Stanford Medicine’s Lloyd Minor, M.D., has a solution to the growing number of complaints that physicians pay more attention to their computer screen than patients sitting in front of them: more technology.
That approach may sound counterintuitive, but Minor says digital health tools that can re-engineer the role of physicians will actually swing the pendulum back toward patients by allowing clinicians to be “teachers, empathetic observers and counselors."
Led by Minor’s quest to improve medical care using data analytics and digital tools, Stanford is betting that support will come from consumer-facing companies, including Apple and Google.
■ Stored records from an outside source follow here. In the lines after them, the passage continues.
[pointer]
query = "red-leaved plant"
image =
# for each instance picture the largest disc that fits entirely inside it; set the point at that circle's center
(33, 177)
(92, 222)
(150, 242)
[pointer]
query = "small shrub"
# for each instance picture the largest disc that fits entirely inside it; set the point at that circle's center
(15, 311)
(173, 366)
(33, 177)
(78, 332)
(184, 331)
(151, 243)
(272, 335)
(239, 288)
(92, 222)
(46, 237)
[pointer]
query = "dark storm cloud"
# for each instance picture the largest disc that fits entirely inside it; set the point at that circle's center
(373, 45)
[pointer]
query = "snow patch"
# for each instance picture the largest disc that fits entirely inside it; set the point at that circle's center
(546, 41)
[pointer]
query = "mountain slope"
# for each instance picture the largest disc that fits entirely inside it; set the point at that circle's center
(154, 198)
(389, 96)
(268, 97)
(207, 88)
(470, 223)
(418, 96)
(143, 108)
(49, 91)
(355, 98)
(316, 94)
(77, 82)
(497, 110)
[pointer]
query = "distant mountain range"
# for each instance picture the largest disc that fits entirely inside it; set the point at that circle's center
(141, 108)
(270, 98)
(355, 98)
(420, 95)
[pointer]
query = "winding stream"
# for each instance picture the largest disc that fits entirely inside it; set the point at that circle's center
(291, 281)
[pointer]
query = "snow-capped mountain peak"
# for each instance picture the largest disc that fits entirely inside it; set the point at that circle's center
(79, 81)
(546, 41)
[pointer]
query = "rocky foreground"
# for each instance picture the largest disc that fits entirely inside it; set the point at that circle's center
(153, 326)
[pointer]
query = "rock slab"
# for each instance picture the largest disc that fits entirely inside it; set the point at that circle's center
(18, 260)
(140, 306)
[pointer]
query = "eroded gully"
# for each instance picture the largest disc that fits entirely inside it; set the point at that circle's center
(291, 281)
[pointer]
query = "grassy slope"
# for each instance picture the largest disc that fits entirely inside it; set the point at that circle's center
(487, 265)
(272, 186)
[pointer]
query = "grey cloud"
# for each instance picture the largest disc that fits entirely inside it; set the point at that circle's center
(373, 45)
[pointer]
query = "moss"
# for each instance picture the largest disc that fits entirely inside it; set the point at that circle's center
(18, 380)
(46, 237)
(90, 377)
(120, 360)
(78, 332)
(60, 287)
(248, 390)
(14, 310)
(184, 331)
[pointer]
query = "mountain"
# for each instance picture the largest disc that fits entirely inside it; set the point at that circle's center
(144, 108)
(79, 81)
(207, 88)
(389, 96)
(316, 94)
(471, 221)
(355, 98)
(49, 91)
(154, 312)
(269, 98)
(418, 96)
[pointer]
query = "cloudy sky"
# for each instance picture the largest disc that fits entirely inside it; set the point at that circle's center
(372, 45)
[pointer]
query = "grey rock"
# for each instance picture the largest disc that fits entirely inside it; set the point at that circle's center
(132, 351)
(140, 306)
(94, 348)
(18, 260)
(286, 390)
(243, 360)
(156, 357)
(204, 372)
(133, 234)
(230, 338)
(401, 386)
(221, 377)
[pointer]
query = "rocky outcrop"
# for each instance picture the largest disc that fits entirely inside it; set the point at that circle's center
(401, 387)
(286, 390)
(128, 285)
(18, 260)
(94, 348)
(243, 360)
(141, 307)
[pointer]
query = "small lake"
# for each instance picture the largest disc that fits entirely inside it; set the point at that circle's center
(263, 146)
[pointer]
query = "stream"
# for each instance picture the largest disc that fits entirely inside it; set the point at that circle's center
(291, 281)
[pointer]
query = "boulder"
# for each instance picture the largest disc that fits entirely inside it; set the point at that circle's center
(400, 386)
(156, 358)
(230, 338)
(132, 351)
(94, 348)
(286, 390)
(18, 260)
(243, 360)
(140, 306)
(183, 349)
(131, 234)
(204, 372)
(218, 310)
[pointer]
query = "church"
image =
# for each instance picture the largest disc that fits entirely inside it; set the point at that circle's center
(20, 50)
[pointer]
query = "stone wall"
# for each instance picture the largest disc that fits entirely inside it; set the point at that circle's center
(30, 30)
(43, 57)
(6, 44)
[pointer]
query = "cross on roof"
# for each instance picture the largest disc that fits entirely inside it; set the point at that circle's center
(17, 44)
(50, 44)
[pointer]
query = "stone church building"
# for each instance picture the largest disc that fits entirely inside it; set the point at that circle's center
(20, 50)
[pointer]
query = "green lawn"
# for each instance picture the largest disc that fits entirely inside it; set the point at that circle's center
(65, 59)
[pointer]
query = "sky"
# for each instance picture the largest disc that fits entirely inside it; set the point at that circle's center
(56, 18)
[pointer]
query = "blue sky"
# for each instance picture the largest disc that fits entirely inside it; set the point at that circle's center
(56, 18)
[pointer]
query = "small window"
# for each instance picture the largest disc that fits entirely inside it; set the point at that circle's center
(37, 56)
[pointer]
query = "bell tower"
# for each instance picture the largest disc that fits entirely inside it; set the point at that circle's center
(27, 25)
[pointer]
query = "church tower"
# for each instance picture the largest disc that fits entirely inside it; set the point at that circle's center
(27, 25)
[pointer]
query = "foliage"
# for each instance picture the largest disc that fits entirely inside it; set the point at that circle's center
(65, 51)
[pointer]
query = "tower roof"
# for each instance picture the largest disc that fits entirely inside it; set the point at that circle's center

Over the last year, the academic medical center has launched two partnerships with Google aimed at sifting through the health data of 10,000 volunteers and using AI speech recognition to reduce EHR burdens. In November, Stanford launched a study with Apple and American Well to see if the Apple Watch can detect heart rate abnormalities.
Stanford is also leveraging the medical expertise inside its own four walls to reimagine the way patients interact with the healthcare system. Through an initiative called Primary Care 2.0, a group of physician leaders is rebuilding primary care from the ground up, incorporating new virtual care tools to optimize care and teasing out innovative approaches that nudge patients toward a healthier lifestyle.
“It’s about using more technology to enable physicians to reconnect with their patents in a way that is challenging to do today,” he says.
Expectations for the Apple Heart Study
There’s a phrase Minor peppers into his conversations about digital health: “high-tech enabling high-touch.”
That perspective is the driving force behind Stanford’s Apple Heart Study, which brings together heart-monitoring features of the new Apple Watch along with access to medical professionals through American Well’s telehealth platform.
Narrowly, the study provides an opportunity to understand how often atrial fibrillation occurs in patients, and perhaps more importantly, what to do when it happens.
Minor dismisses concerns that the Apple Watch could trigger false positives, sending patients to their doctor—or even the hospital—for unnecessary treatment and tests.
“The goal is to provide the most accurate information possible and we believe this study is going to be able to do that,” he says.
If it works, the Apple Watch could become an integral tool for clinicians and patients within Stanford’s health system. But the study is also part of a larger goal to not only cure illnesses but also predict and prevent disease by collecting and analyzing vast amounts of data.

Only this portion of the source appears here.